On the international front, the Trump administration has pursued a highly volatile strategy of aggression aimed at humbling Mexico in its bilateral relationship with the United States, with disregard for the rules and utter contempt toward its interlocutors. In recent weeks Trump has increasingly made clear that he intends to redefine his country’s relationship with Mexico by humiliating and bullying the country into acquiescing to all his demands. This approach was clearly on view as he toyed with the Mexican government by following up each invitation to visit Washington with faits accomplis via his Twitter account and executive orders while complaining that Mexico disrespects the United States. With hopes dashed that personal ties between Mexico’s minister of foreign affairs and Trump son-in-law Jared Kushner might facilitate productive talks, and left with no alternative, President Peña Nieto belatedly announced he had canceled his visit to the US.
This comes at an especially difficult time for Mexico as President Peña Nieto government’s popularity has plummeted to record lows even as the partisan pressures of Mexico’s 2018 presidential campaign begin to mount. But Peña’s decision to cancel his trip produced an almost unanimous display of support domestically as the administration beefs up its negotiating team and strategy, and key cabinet ministers have openly stated that Mexico is prepared to withdraw from Nafta should the US not negotiate in good faith.

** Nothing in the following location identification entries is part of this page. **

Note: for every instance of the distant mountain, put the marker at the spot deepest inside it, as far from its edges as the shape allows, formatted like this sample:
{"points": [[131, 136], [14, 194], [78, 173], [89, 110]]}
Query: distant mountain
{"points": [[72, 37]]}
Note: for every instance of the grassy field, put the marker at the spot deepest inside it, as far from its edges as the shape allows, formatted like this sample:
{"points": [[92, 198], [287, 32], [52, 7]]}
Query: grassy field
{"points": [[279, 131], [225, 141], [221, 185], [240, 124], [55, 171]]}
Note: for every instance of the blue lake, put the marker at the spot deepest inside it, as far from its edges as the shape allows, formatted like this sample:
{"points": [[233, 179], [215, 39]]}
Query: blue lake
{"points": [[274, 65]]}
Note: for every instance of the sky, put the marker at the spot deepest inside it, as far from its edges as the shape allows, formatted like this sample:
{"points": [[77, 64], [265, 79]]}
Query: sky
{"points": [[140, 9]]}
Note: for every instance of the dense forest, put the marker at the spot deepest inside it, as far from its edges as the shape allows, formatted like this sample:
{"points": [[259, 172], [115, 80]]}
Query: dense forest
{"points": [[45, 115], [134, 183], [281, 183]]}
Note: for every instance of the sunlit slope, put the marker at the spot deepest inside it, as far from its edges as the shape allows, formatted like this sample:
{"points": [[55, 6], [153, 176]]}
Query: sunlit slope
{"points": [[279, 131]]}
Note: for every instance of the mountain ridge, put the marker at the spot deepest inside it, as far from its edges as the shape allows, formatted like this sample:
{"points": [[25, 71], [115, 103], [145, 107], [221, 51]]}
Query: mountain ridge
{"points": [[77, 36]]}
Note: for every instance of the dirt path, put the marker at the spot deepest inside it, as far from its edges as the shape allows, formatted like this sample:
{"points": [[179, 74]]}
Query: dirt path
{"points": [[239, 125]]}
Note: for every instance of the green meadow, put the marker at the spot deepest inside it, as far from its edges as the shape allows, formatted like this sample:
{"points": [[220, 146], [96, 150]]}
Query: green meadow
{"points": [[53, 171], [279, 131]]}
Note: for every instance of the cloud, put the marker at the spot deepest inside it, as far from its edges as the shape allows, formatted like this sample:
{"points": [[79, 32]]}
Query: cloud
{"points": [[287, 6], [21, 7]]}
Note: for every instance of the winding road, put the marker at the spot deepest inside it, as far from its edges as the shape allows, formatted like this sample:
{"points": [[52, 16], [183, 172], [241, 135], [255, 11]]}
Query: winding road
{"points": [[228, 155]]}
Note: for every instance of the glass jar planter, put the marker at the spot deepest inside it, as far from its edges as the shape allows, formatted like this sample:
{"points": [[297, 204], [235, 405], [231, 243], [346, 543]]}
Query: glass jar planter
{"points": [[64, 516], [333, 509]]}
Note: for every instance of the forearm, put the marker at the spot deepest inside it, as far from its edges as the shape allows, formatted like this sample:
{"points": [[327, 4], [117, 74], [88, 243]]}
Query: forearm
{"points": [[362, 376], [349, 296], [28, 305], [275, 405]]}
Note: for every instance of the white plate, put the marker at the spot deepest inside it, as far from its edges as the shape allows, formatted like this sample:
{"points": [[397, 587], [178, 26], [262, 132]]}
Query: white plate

Mexico should be betting on patience: to better assess the United States’ full objectives in the negotiations, to help balance the scales with the experience of the Mexican negotiating team, and to exploit to the maximum the United States’ institutional mechanisms that could afford Mexico more bargaining tools while seeking out more allies for its cause.

It will also be necessary to respond to Donald Trump’s strategy of isolating Mexico. The relationship between Mexico and the United States is an unequal one. However, Mexico has very important allies not only in the rest of the world but even within the United States. There is an urgent need to draw on all its creativity, fast-paced response ability, and clear awareness of bilateral relations objectives in dealing with an unfriendly US administration in the coming years.